Diffusion Policy Lets Robots Open Heavy Doors and Pass Through with Dual Arms
A single end-to-end AI policy mastered the complex door-opening task that has long stumped robotics.
Opening heavy, self-closing doors—especially those requiring pulling—has been a long-standing challenge in robotics. Humans naturally use both arms dexterously: rotating the handle, widening the gap, holding the door, switching arms, and moving through while maintaining clearance. Traditional robotic approaches rely on state machines with manually defined stages that lack robustness to real-world variability. Enter diffusion policy: researchers from UMass (Shangqun Yu, Matthew En, Daniel Wu, Sangjun Park, Ziyi Zhou, Seyed Fakoorian, and Donghyun Kim) trained a single end-to-end diffusion-based visuomotor control policy that simultaneously coordinates a nonholonomic mobile base and dual arms for the complete door opening and passing task.

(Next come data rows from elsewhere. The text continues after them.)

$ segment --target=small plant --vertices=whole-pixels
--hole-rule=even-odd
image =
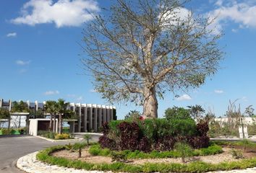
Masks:
[[[49,131],[49,132],[46,134],[46,138],[51,138],[51,139],[54,139],[56,135],[56,133]]]
[[[69,144],[66,144],[65,145],[65,148],[67,150],[70,151],[70,152],[73,152],[74,151],[73,151],[73,146],[70,143],[69,143]]]
[[[69,139],[70,136],[68,133],[56,134],[55,136],[55,139]]]
[[[174,145],[174,148],[182,157],[183,163],[185,162],[185,158],[192,155],[192,149],[190,146],[184,142],[177,142]]]
[[[78,151],[78,158],[82,156],[82,149],[85,148],[85,143],[76,143],[74,144],[72,149]]]
[[[90,140],[92,139],[92,136],[89,134],[84,135],[84,139],[87,141],[87,146],[89,146]]]
[[[244,159],[244,156],[243,154],[242,153],[241,151],[238,151],[236,149],[231,149],[231,151],[232,156],[234,157],[234,159]]]
[[[111,161],[125,162],[127,161],[127,157],[124,152],[121,151],[112,151],[111,153],[112,160]]]

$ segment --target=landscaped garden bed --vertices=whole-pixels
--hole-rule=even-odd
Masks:
[[[103,125],[99,143],[54,146],[40,151],[37,159],[61,167],[125,172],[205,172],[256,167],[256,144],[209,142],[205,136],[207,124],[196,125],[189,120],[188,128],[173,122],[113,121]],[[166,141],[164,136],[168,136]],[[207,146],[202,146],[202,141]]]
[[[4,135],[24,135],[26,133],[25,128],[1,128],[0,136]]]

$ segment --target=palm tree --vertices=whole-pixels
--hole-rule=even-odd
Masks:
[[[197,120],[197,123],[200,122],[200,120],[202,118],[202,114],[205,112],[205,110],[202,107],[201,105],[196,105],[195,106],[188,106],[189,108],[189,112],[192,117]]]
[[[62,125],[63,125],[63,118],[62,115],[64,115],[66,112],[68,105],[69,105],[69,102],[65,102],[65,100],[63,99],[59,99],[57,102],[57,107],[58,107],[58,114],[59,114],[59,133],[62,133]]]
[[[50,114],[50,126],[49,126],[49,129],[51,131],[55,131],[55,118],[56,118],[56,101],[53,101],[53,100],[48,100],[46,101],[46,103],[45,105],[45,107],[46,107],[46,112],[47,113]],[[53,116],[54,116],[54,125],[53,125]],[[54,128],[54,129],[53,129]]]

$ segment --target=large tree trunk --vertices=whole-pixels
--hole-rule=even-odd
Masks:
[[[11,115],[9,115],[9,117],[8,117],[8,130],[10,129],[11,127]]]
[[[155,94],[155,87],[144,89],[143,115],[147,117],[158,117],[158,103]]]
[[[56,115],[54,115],[54,129],[53,129],[53,132],[56,132]]]
[[[59,115],[59,134],[62,133],[62,115]]]

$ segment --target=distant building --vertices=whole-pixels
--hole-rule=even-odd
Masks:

The result is a policy that not only achieves a high success rate in opening and traversing damped pull doors but also demonstrates strong robustness to external disturbances—capabilities difficult to realize with classical methods. This work advances imitation learning for long-horizon tasks requiring tight coordination between manipulation and locomotion, potentially enabling robots to operate in human-centric environments with heavy doors (e.g., warehouses, hospitals, offices). The paper is available on arXiv (2605.15352) and represents a significant step toward more autonomous mobile manipulators.
- Single diffusion-based visuomotor policy controls both a nonholonomic mobile base and dual arms for door opening and passing.
- Achieves high success rate on damped pull doors with strong robustness to external disturbances.
- Replaces traditional state-machine approaches that require manually crafted stages and fail to generalize.
Why It Matters
This brings robots one step closer to reliably navigating human environments with heavy, self-closing doors.